If your connection is not encrypted, this kind of attack can find anything and everything you did during your session. Preventive measures against packet sniffing are to make sure to use only secure (https) websites and not to send personal information of any kind through the public wireless network.
Packet sniffing is, for a hacker, like listening to a record. Hijacking a session is attending a live concert. It’s the same kind of attack except that the hacker will not wait to go home to see what he can find from the packets he recorded from your session but rather will use the very information you are broadcasting right then and there to make the websites you’re visiting “think” that he is you. Then he’ll take it from there. The solution here, again, is to use only https websites.
This technique is so simple it seems trivial, but it works. A hacker will just look over your shoulder to see what your username and passwords are as you type them or see what your PIN is as you use an ATM.
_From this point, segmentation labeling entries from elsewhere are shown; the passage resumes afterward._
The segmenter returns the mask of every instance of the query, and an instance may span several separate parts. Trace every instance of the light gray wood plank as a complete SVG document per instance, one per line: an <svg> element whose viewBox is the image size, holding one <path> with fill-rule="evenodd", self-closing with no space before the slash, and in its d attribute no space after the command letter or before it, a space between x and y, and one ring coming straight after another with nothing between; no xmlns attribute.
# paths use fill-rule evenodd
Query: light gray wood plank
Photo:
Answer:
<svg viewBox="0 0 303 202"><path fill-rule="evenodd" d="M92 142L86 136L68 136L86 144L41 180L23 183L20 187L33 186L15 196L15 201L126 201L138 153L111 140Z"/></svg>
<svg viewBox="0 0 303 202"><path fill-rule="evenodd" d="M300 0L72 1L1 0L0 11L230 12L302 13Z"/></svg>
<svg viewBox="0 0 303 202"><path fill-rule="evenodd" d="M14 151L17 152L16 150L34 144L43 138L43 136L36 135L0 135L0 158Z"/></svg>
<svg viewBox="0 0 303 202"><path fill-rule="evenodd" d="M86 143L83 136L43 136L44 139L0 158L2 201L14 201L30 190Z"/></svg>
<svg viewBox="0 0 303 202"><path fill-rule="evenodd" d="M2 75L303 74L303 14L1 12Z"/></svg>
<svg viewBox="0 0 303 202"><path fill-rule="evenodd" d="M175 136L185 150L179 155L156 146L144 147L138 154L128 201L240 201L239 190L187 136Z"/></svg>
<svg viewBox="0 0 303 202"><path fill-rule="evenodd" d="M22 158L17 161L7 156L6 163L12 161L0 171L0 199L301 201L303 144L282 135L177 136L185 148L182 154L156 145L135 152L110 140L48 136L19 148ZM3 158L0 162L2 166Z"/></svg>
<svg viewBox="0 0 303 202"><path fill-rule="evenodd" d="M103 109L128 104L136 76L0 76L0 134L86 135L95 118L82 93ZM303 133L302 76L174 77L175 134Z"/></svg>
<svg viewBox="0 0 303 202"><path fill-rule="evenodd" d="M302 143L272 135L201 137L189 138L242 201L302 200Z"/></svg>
If this seems too low tech for you to be worried keep in mind that one of the world’s most famous hackers, Kevin Mitnick, described, in his books, his most effective hacks as “social engineering” meaning that low tech hacking works very well. Be vigilant, be careful and look over your own shoulder.
If you think this could never happen to you, think twice. It’s happened to one out of every five Americans every year. Hackers are smart and committed so you should be careful. The good news for you is that a little caution and prudence can go a very long way in dealing with them.